Post date: Sep 1, 2010 5:43:37 PM

BY MICHAEL MCNUTT Oklahoman

Published: August 26, 2010

The Oklahoman

An attorney general's opinion is being sought to determine which state entity should come up with a $35 million allocation that helps offset a portion of teachers' contributions to their retirement plans.

Board members of the Oklahoma Teachers Retirement System voted unanimously Wednesday to seek the opinion after $35 million allocated by legislators for teachers' retirement credits was spent elsewhere. The state Board of Education used the funds to help pay for increases in health insurance premiums for teachers and education support staff, which is required by law.

Since 1998, the Legislature has appropriated $35 million to the Board of Education with instructions to allocate the money for the teachers'

contributions, which the state is required to pay, said James Wilbanks, executive director of the teachers retirement system.

The money each teacher receives is based on the teacher's years of service, he said. A first-year teacher was expected to receive $60 this year to go to his retirement account; a teacher with at least 25 years would receive slightly more than $1,400. The money is part of the teachers' 7 percent share they pay into the retirement system.

Wilbanks said teachers should not have to make up the difference.

"The money's got to come from somewhere," he said. "The statute creating the credit makes it very, very clear that this is an obligation of the state."

Legislators in the past approved a bill directing how the Board of Education should allocate its appropriations. Legislators this past session did not pass the spending-limits bill because it was decided to give flexibility to the Board of Education to deal with the state's budget crunch.

Gov. Brad Henry earlier this year issued an executive order directing the state Education Department to allocate money to the same programs it funded last year — just less money. He directed the department to fund school programs as they were funded last year, taking into account the

7.9 percent budget cuts common education has seen over the past two fiscal years.

State schools Superintendent Sandy Garrett, who was invited by the teachers retirement board into Wednesday's closed session to discuss legal options, said she is pleased with the decision to seek an attorney general's opinion.

"We were considering that, also, asking the attorney general to clarify," Garrett said. "We think the state of Oklahoma is responsible for this pension, and we want our teachers to have that credit. We know that the schools are paying the offset so teachers are not losing any money, but we think this should have been a line item. We actually think that money should be appropriated every year directly to it (the teachers retirement system)."

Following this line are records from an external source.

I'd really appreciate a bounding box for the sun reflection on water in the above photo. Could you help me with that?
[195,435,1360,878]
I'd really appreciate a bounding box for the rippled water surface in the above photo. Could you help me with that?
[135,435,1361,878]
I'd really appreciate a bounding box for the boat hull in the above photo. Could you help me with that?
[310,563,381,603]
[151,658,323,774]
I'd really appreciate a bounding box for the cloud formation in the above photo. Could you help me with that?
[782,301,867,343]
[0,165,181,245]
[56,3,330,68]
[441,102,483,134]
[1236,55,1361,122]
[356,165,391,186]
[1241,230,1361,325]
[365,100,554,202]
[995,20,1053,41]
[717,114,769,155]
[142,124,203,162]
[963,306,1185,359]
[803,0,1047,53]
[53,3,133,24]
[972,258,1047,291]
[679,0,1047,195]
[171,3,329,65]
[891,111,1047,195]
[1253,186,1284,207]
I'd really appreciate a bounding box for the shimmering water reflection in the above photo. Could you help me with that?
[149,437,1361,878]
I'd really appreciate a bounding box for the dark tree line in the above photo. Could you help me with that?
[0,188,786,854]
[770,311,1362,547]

More accountability is needed, she said, because the $35 million figure should not be stagnant.

"We know there are lots of new teachers, teachers retiring," Garrett said. "That amount should be changing."

The Board of Education last month also passed a resolution urging legislators to appropriate $35 million to cover the state's contribution to teachers' retirement credits.

Legislative leaders have said earlier they gave the required money to the Board of Education.

Wilbanks said the attorney general's opinion is being sought to determine whether the Legislature or the Board of Education should provide the money.

"All we care about at the end of the day is getting the money that is owed to us on behalf of our clients," he said. "We just want somebody to pay us our money."

Wilbanks said he would like to see the matter resolved before the end of this fiscal year, which is June 30.